Disregarding the lessons of history, scientists and consumers alike have failed to recognize the inherent depravity of human nature. Mankind has forgotten that he is not God; forgotten that he is fallen and needs God to save him from destroying himself. The line of demarcation has been crossed and mankind, not sensing the danger, usurps the prerogatives of God and proceeds to "reorganize life on the genetic level." Man is at war with the natural order of things. From abortion, sexuality, gender and family order, man has turned things upside down and now proceeds to change the genetic makeup of the human species and nature itself. Perhaps in nature's response, in new and virulent plagues, disease, tornado, flood, earthquake, irregular weather patterns, and all manner of natural calamity, we may hear the approaching thunders of an offended God.

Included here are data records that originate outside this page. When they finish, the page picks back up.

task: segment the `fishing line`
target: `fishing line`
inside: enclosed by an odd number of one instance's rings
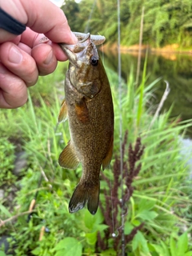
[[[88,22],[87,22],[86,26],[86,28],[85,28],[85,33],[86,33],[86,34],[88,32],[88,30],[89,30],[89,29],[90,29],[90,19],[91,19],[91,18],[92,18],[92,14],[93,14],[93,12],[94,12],[94,6],[95,6],[95,5],[96,5],[96,2],[97,2],[97,0],[94,0],[94,3],[93,3],[93,5],[92,5],[92,9],[91,9],[91,10],[90,10],[90,16],[89,16],[89,18],[88,18]]]
[[[112,174],[111,171],[111,166],[110,168],[110,174]],[[114,233],[114,203],[113,203],[113,194],[112,194],[112,182],[111,182],[111,178],[110,179],[110,202],[111,202],[111,218],[112,218],[112,229],[113,229],[113,233],[112,233],[112,237],[115,238],[116,234]]]
[[[121,197],[122,198],[122,255],[125,256],[125,216],[123,202],[123,156],[122,156],[122,65],[121,65],[121,27],[120,27],[120,0],[117,0],[118,4],[118,93],[119,93],[119,150],[120,150],[120,172],[121,172]]]

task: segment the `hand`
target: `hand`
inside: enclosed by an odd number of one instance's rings
[[[74,44],[77,38],[63,12],[49,0],[0,0],[0,6],[27,26],[18,36],[0,29],[0,107],[15,108],[26,102],[27,87],[38,75],[67,59],[57,42]],[[40,42],[42,34],[51,41]]]

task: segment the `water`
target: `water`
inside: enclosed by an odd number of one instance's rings
[[[144,65],[145,54],[142,55],[141,74]],[[122,74],[126,81],[133,66],[136,76],[138,62],[137,53],[122,54]],[[115,52],[105,53],[105,64],[118,72],[118,54]],[[150,75],[146,84],[159,77],[162,79],[156,84],[153,104],[158,104],[166,89],[166,80],[170,83],[170,92],[164,103],[162,110],[169,110],[174,103],[172,117],[181,116],[182,120],[192,118],[192,54],[148,54],[147,74]],[[188,136],[192,138],[192,130]]]

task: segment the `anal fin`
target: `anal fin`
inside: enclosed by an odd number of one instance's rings
[[[112,135],[109,150],[107,152],[106,156],[102,160],[102,170],[104,170],[106,168],[109,167],[112,156],[113,156],[113,150],[114,150],[114,136]]]
[[[60,154],[58,163],[63,168],[74,170],[78,167],[79,162],[74,145],[70,141]]]
[[[65,122],[67,119],[67,106],[66,100],[64,99],[62,102],[60,112],[58,114],[58,122]]]

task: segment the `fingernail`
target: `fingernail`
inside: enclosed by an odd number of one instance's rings
[[[8,59],[12,63],[19,64],[22,60],[22,54],[15,46],[11,46]]]
[[[6,69],[0,64],[0,74],[6,74]]]
[[[72,31],[70,31],[70,33],[71,33],[71,38],[72,38],[72,39],[74,41],[74,43],[77,43],[78,42],[78,38],[76,38],[76,36],[74,35],[74,34]]]
[[[50,63],[50,62],[52,61],[53,59],[53,57],[54,57],[54,53],[53,53],[53,50],[51,50],[49,53],[49,54],[47,55],[46,60],[43,62],[44,64],[46,65],[48,65]]]

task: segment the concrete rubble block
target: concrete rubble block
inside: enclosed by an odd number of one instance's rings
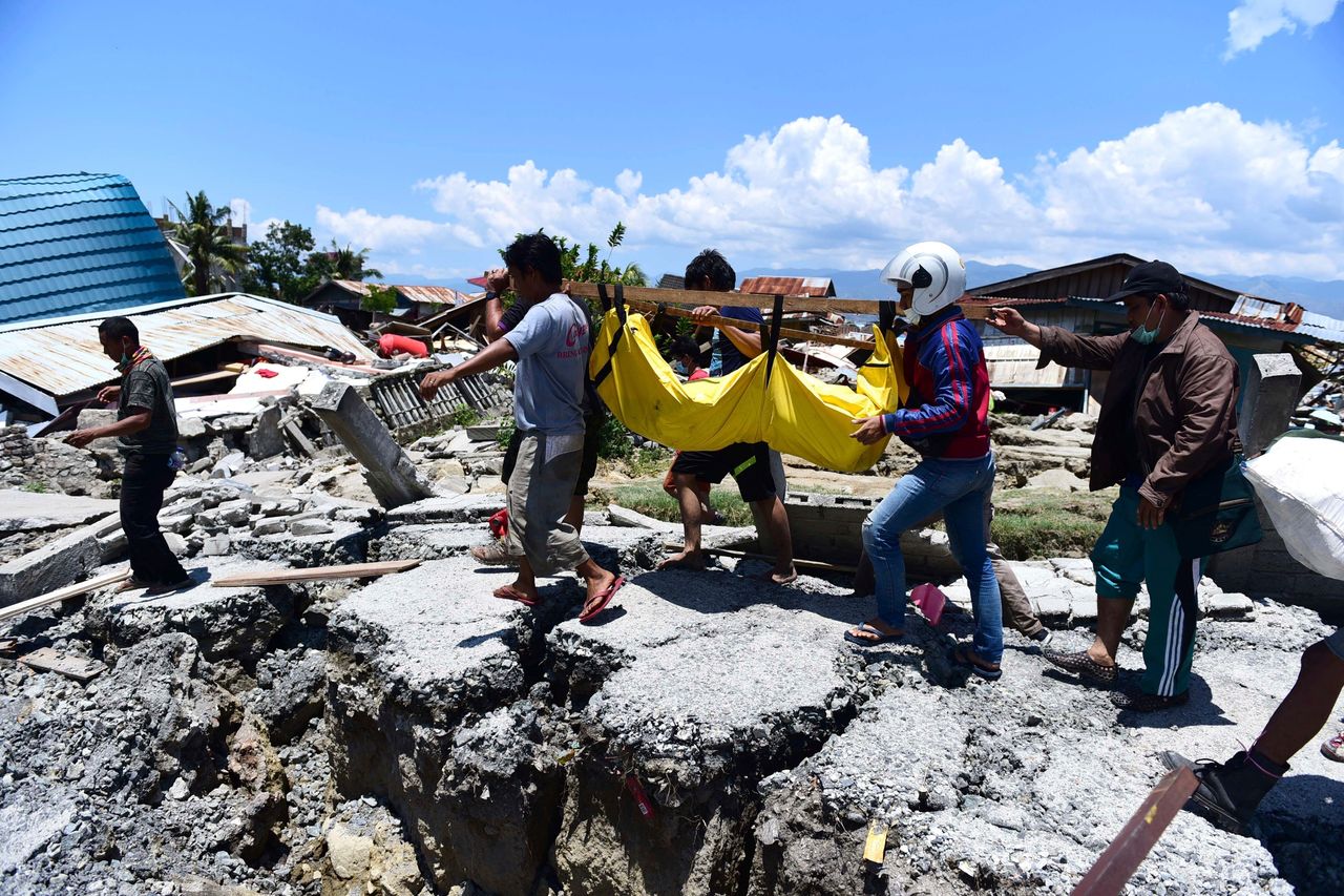
[[[0,607],[16,604],[86,578],[102,564],[99,537],[117,514],[81,526],[60,538],[0,565]]]
[[[434,495],[387,426],[349,383],[328,383],[312,408],[364,465],[368,487],[383,507],[399,507]]]
[[[1154,753],[1195,756],[1210,743],[1230,753],[1238,736],[1254,739],[1290,685],[1296,662],[1269,647],[1275,636],[1262,626],[1207,628],[1202,650],[1206,638],[1219,644],[1226,632],[1245,632],[1262,638],[1275,659],[1223,643],[1219,655],[1196,657],[1211,696],[1157,724],[1122,716],[1122,733],[1111,736],[1099,732],[1114,731],[1116,710],[1087,689],[1054,682],[1034,654],[1009,650],[1001,681],[964,689],[894,670],[899,686],[875,696],[814,755],[762,782],[745,892],[860,892],[872,880],[862,857],[868,823],[878,819],[891,826],[878,892],[1068,893],[1164,774]],[[1273,681],[1247,686],[1254,670],[1271,666]],[[1246,720],[1245,732],[1228,733],[1231,718]],[[1301,787],[1281,803],[1277,791],[1266,800],[1273,825],[1337,830],[1340,807],[1306,806],[1320,784]],[[1125,892],[1286,895],[1281,862],[1290,853],[1274,849],[1271,856],[1259,839],[1180,813]]]
[[[274,525],[277,519],[280,518],[263,519],[257,525]],[[282,529],[278,533],[271,533],[263,537],[255,537],[254,530],[253,538],[237,539],[234,542],[234,550],[242,557],[284,562],[293,566],[333,566],[340,564],[362,564],[368,560],[368,541],[372,533],[359,523],[328,523],[325,521],[300,522],[312,522],[314,523],[314,527],[320,522],[320,526],[329,526],[331,530],[305,535],[293,533],[289,529]],[[297,526],[300,523],[285,521],[285,525]],[[300,529],[302,530],[304,527],[300,526]]]
[[[117,511],[117,502],[105,498],[0,490],[0,534],[82,526]]]
[[[1302,371],[1288,352],[1259,354],[1251,359],[1238,414],[1246,456],[1261,453],[1288,429],[1301,381]]]
[[[257,414],[251,428],[245,436],[247,456],[253,460],[274,457],[285,451],[285,436],[280,425],[280,408],[271,405]]]
[[[220,457],[214,467],[210,470],[211,479],[228,479],[239,472],[242,472],[243,464],[247,463],[247,455],[241,451],[233,451]]]
[[[200,654],[211,662],[238,659],[254,662],[276,634],[301,609],[298,591],[273,588],[216,588],[208,580],[218,576],[276,572],[280,564],[216,561],[210,568],[185,564],[196,587],[145,597],[142,589],[117,592],[90,601],[90,630],[113,647],[126,648],[169,632],[191,635]]]
[[[532,612],[491,595],[512,577],[427,562],[349,595],[328,627],[335,786],[384,798],[441,891],[534,892],[559,814],[559,748],[526,667],[581,592],[546,585]]]
[[[840,588],[808,588],[646,573],[606,623],[548,635],[552,686],[582,708],[590,747],[570,766],[554,848],[566,892],[738,892],[758,783],[853,712],[862,659],[841,635],[859,611]]]
[[[296,519],[289,523],[292,535],[327,535],[336,531],[325,519]]]
[[[461,557],[476,545],[489,544],[489,530],[481,523],[434,523],[395,526],[370,542],[374,560],[446,560]]]
[[[504,495],[449,495],[426,498],[387,511],[390,523],[472,522],[488,519],[504,507]]]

"The word of the LORD came again unto me, saying, Son of man, say unto the prince of Tyrus, Thus saith the Lord GOD; Because thine heart is lifted up, and thou hast said, I am a God, I sit in the seat of God, in the midst of the seas; yet thou art a man, and not God, though thou set thine heart as the heart of God ...With thy wisdom and with thine understanding thou hast gotten thee riches, and hast gotten gold and silver into thy treasures ...Therefore thus saith the Lord GOD; Because thou hast set thine heart as the heart of God;...I bring forth a fire from the midst of thee, it shall devour thee, and I will bring thee to ashes upon the earth in the sight of all them that behold thee. All they that know thee among the people shall be astonished at thee: thou shalt be a terror, and never shalt thou be any more." Eze. 28.